Welcome to the second weekly edition of our data blog! You may have noticed that we’ve decided to change our name to “Strata Week.” This is in keeping with the name of our upcoming data conference as well as our ideas about where the world of data is headed (think myriad layers that can be mined, and large, cloud-filled heavens to explore). Thanks to those of you who have sent in suggestions so far; we hope you’ll keep ’em coming.
Mint goes on a data spree
Intuit’s Mint personal finance assistant has begun to share the large quantities of consumer spending data they’ve collected from their 3 million users. One can look at the most popular spending spots, the average purchase total, average monthly spending in your city, etc. In an attempt to anonymize the data, Mint is only sharing information about venues with 50 or more Mint-using customers. Here’s hoping for an API to come.
All the storage money can buy
Speaking of money, if you’ve got some spare change lying around, you might be interested in bidding on some compression technology patents coming up for auction on Nov. 11.
Stopping crime before it starts
Don’t have your own money? Thinking of stealing some? Think again: “predictive policing” is not just for the movies anymore. The Los Angeles Police Department is leading the way in using data to be proactive, instead of reactive, about crime. “Much as an earthquake sets off aftershocks, some types of crimes have a contagious quality to them,” writes Joel Rubin of the Los Angeles Times. So mathematicians at UCLA are adapting seismologic algorithms that calculate the probability of aftershocks to fit crime patterns and decision-making processes.
The LAPD is competing for a $3 million U.S. Justice Department grant that would allow them to conduct a large-scale experiment with predictive techniques.
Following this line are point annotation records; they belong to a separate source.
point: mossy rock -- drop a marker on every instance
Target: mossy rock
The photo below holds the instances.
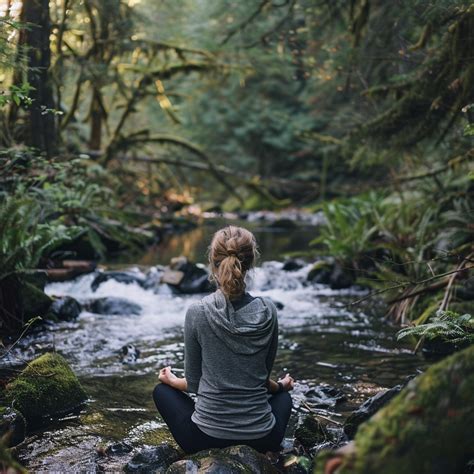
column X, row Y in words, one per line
column 427, row 428
column 12, row 426
column 241, row 458
column 46, row 387
column 311, row 432
column 8, row 465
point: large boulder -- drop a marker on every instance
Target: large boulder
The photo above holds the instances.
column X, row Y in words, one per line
column 311, row 432
column 12, row 426
column 9, row 465
column 113, row 305
column 187, row 277
column 368, row 409
column 155, row 459
column 425, row 429
column 122, row 277
column 46, row 387
column 65, row 308
column 328, row 272
column 228, row 460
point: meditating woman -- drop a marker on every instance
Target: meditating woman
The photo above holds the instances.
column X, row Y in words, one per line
column 230, row 342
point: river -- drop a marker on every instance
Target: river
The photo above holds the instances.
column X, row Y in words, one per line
column 338, row 356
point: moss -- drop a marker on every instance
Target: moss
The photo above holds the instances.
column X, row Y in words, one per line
column 311, row 432
column 46, row 387
column 427, row 428
column 7, row 463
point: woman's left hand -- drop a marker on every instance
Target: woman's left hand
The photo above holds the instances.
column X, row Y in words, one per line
column 167, row 377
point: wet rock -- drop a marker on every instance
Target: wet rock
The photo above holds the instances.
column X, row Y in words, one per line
column 9, row 465
column 187, row 277
column 122, row 277
column 294, row 464
column 293, row 264
column 233, row 459
column 68, row 269
column 12, row 426
column 46, row 387
column 324, row 396
column 310, row 432
column 278, row 304
column 327, row 272
column 33, row 300
column 115, row 306
column 153, row 277
column 129, row 354
column 283, row 223
column 367, row 409
column 426, row 428
column 155, row 459
column 65, row 308
column 118, row 449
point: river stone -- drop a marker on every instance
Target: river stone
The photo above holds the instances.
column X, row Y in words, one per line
column 367, row 409
column 65, row 308
column 12, row 426
column 155, row 459
column 425, row 429
column 116, row 306
column 328, row 272
column 46, row 387
column 8, row 465
column 311, row 432
column 234, row 459
column 293, row 264
column 33, row 300
column 193, row 278
column 122, row 277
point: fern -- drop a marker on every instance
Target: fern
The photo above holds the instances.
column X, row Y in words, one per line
column 445, row 325
column 25, row 238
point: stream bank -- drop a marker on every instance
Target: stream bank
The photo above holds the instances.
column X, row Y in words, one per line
column 339, row 357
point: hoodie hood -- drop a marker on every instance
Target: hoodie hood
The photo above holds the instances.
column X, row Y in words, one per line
column 245, row 331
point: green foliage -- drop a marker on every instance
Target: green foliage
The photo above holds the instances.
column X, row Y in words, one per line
column 444, row 325
column 46, row 387
column 350, row 227
column 26, row 235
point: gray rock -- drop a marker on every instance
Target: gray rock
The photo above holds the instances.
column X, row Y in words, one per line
column 231, row 460
column 65, row 308
column 122, row 277
column 156, row 459
column 12, row 426
column 293, row 264
column 112, row 305
column 367, row 409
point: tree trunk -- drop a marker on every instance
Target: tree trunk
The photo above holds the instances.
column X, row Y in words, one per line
column 34, row 40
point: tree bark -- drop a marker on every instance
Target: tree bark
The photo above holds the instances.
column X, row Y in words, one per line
column 34, row 40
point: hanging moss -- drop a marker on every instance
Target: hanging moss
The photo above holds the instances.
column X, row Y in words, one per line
column 427, row 428
column 46, row 387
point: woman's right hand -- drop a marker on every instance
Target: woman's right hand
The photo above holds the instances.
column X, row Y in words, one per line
column 287, row 382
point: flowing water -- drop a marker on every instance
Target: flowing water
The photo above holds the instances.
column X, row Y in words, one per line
column 338, row 356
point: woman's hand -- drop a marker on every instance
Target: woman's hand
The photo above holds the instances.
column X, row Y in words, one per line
column 167, row 377
column 287, row 382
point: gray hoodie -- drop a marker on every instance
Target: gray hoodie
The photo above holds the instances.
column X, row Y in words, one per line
column 229, row 356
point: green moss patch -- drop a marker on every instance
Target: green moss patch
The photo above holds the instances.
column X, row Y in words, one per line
column 427, row 428
column 46, row 387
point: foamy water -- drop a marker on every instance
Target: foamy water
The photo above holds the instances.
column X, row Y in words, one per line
column 93, row 341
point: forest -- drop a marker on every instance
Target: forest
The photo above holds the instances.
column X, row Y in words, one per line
column 339, row 132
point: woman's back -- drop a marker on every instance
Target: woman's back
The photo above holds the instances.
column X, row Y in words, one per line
column 228, row 360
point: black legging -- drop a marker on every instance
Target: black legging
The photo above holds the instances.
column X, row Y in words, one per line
column 176, row 408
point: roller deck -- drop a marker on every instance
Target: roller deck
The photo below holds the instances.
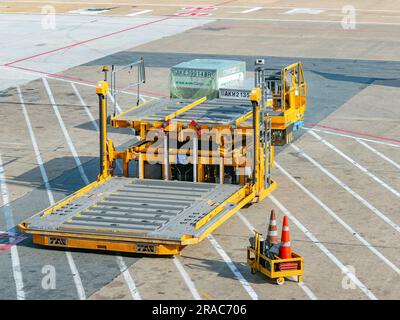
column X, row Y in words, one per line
column 135, row 214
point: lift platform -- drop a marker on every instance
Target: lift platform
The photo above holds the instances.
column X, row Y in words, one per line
column 136, row 215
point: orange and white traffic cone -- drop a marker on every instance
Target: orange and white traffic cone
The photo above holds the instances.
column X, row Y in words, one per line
column 285, row 252
column 272, row 236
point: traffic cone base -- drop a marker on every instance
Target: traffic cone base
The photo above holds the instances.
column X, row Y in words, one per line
column 272, row 236
column 285, row 252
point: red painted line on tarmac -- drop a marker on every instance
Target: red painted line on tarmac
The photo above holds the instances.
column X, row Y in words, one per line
column 77, row 79
column 310, row 124
column 85, row 41
column 16, row 239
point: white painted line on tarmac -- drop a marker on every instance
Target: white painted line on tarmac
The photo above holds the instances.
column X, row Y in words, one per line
column 75, row 274
column 8, row 216
column 112, row 100
column 85, row 107
column 355, row 163
column 39, row 160
column 252, row 10
column 304, row 11
column 338, row 219
column 138, row 13
column 65, row 80
column 348, row 189
column 353, row 137
column 232, row 267
column 325, row 250
column 65, row 132
column 338, row 22
column 306, row 289
column 186, row 278
column 120, row 261
column 128, row 278
column 379, row 154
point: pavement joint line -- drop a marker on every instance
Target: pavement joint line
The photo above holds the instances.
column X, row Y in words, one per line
column 325, row 250
column 238, row 276
column 348, row 189
column 302, row 285
column 128, row 278
column 86, row 41
column 340, row 220
column 352, row 132
column 65, row 132
column 90, row 115
column 71, row 263
column 353, row 137
column 120, row 261
column 356, row 164
column 379, row 153
column 8, row 215
column 188, row 281
column 35, row 147
column 180, row 5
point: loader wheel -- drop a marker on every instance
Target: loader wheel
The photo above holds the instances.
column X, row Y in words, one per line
column 280, row 281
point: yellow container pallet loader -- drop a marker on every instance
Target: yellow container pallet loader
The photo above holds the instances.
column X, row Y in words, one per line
column 202, row 181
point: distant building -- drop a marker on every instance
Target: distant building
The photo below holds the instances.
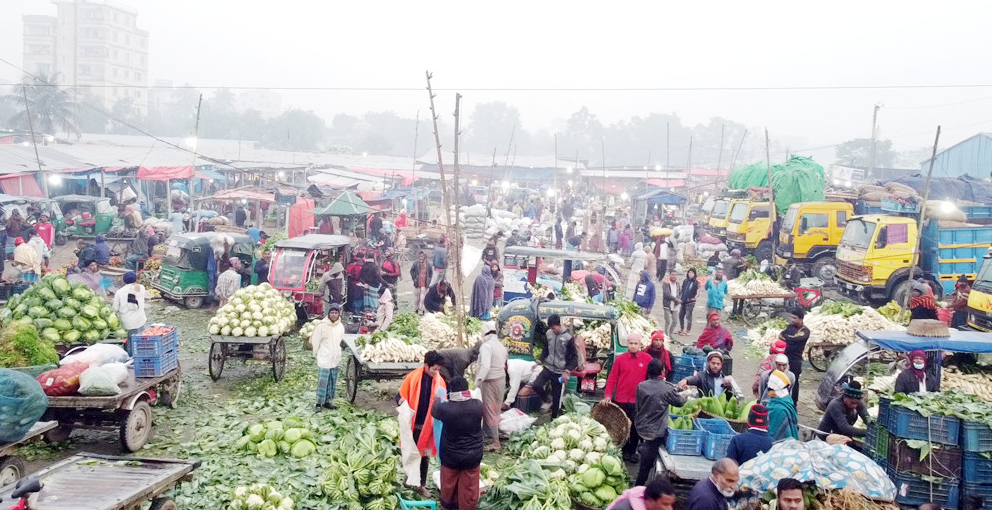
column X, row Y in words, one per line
column 95, row 45
column 972, row 156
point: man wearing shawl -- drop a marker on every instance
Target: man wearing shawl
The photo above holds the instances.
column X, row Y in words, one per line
column 415, row 400
column 783, row 421
column 482, row 293
column 915, row 378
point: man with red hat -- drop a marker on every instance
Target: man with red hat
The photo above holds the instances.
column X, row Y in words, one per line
column 746, row 446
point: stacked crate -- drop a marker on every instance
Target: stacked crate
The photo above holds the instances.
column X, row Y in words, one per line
column 155, row 355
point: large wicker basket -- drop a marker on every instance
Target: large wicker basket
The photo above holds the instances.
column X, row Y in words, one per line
column 614, row 419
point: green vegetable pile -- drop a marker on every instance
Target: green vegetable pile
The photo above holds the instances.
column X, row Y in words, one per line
column 946, row 403
column 64, row 312
column 259, row 496
column 845, row 308
column 288, row 437
column 20, row 346
column 366, row 473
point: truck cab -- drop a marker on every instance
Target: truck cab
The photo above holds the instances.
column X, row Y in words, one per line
column 809, row 237
column 749, row 228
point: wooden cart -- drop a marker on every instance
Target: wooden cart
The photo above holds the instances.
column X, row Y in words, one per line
column 103, row 482
column 356, row 369
column 262, row 348
column 12, row 466
column 130, row 410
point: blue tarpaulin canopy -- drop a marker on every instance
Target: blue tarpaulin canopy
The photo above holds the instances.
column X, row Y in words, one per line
column 959, row 341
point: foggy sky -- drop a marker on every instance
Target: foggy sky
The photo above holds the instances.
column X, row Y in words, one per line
column 588, row 45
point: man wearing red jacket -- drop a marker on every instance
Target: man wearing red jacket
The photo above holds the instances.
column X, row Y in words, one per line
column 629, row 370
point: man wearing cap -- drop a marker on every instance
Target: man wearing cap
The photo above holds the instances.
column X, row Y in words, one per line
column 767, row 365
column 782, row 365
column 795, row 337
column 783, row 422
column 629, row 369
column 746, row 446
column 326, row 341
column 715, row 335
column 228, row 282
column 712, row 382
column 843, row 412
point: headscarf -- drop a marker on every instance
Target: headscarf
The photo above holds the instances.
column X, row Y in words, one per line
column 920, row 374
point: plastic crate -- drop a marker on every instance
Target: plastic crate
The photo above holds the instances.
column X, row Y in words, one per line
column 976, row 437
column 911, row 490
column 157, row 365
column 976, row 468
column 684, row 442
column 942, row 461
column 148, row 346
column 907, row 424
column 716, row 437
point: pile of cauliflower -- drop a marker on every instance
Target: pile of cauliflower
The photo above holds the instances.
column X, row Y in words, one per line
column 254, row 311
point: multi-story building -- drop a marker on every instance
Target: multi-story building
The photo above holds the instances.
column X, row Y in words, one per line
column 95, row 45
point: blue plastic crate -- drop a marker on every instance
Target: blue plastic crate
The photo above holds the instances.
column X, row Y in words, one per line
column 156, row 365
column 912, row 490
column 976, row 437
column 907, row 424
column 976, row 468
column 148, row 346
column 684, row 442
column 716, row 437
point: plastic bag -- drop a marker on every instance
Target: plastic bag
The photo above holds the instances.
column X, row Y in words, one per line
column 97, row 355
column 63, row 380
column 515, row 420
column 23, row 403
column 97, row 381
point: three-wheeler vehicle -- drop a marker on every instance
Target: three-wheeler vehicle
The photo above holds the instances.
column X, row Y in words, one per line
column 183, row 277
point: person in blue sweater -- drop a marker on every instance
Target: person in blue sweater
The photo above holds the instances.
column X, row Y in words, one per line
column 644, row 292
column 746, row 446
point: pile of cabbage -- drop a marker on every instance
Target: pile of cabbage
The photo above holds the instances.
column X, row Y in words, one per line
column 260, row 496
column 64, row 312
column 288, row 437
column 254, row 311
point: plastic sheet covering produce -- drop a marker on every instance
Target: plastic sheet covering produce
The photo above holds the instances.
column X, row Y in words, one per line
column 22, row 402
column 829, row 466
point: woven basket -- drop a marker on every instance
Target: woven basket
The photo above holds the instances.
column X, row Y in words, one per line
column 614, row 419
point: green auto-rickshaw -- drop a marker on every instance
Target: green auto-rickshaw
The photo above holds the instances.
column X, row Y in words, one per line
column 183, row 277
column 87, row 216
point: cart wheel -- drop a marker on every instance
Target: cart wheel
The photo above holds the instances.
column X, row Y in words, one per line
column 59, row 434
column 216, row 362
column 136, row 427
column 11, row 470
column 351, row 376
column 278, row 359
column 163, row 504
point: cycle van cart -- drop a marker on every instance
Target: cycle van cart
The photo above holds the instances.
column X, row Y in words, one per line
column 357, row 370
column 130, row 410
column 263, row 348
column 12, row 466
column 103, row 482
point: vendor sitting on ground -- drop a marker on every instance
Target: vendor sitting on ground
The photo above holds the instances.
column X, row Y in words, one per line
column 914, row 379
column 843, row 412
column 712, row 381
column 715, row 335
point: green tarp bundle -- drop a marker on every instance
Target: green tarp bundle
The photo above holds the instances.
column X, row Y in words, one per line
column 798, row 180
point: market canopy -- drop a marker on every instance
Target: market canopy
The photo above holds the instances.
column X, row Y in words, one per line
column 346, row 204
column 959, row 341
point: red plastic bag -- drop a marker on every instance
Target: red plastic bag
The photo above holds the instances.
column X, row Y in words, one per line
column 63, row 380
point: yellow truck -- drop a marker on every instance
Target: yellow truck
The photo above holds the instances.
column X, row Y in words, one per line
column 809, row 236
column 749, row 228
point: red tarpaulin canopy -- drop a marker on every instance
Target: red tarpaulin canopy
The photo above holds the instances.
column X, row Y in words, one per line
column 165, row 173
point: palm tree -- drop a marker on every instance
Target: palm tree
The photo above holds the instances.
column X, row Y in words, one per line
column 52, row 108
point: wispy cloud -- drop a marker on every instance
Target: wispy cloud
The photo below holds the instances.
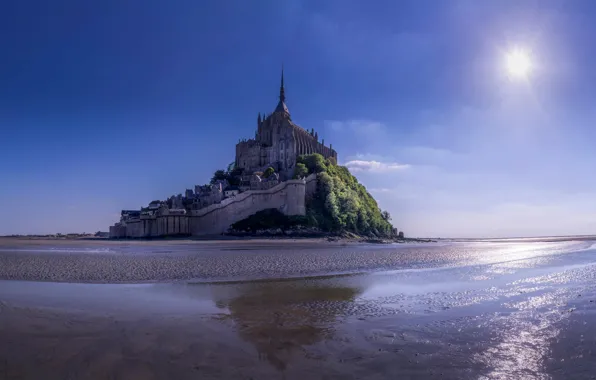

New data viz tool for journalists: TimeFlow
For all those journalists who have to report on the crimes that do happen, visualization power duo Martin Wattenberg and Fernanda B.Viégas have created yet another fabulous viz tool, this one commissioned by Sarah Cohen, Knight Professor of the Practice of Journalism and Public Policy at Duke University’s Sanford School of Public Policy. TimeFlow is an open source analytical timeline that lets users filter information by date, location, tags, and several other parameters.
Many of you will already be familiar with Wattenberg and Viégas’ work if you’ve used the IBM toolkit Many Eyes or seen their visualization project of Wikipedia edits (if you missed that one, check out their chapter in Beautiful Visualization). They’re both now working at Google.
Checking up on the government
At this week’s Gov 2.0 Summit in Washington DC, Ellen Miller of The Sunlight Foundation presented an “Open Government Scorecard” wherein she was highly critical of the data reported at USASpending.gov, a site meant to report how Americans’ tax dollars are spent.
Miller also announced a new program from the Sunlight Foundation called ClearSpending, which aggregates the numbers from the 10 million rows of the USASpending database and compares the totals for each program to those reported in the Catalog of Federal Domestic Assistance (CFDA). The program found that more than $1.3 trillion — or fully half the annual budget for 2009 — literally doesn’t add up.
Noting the multiple site redesigns to USASpending.gov in recent years, Miller said, “We’re beginning to worry that the administration is more interested in style than in substance.”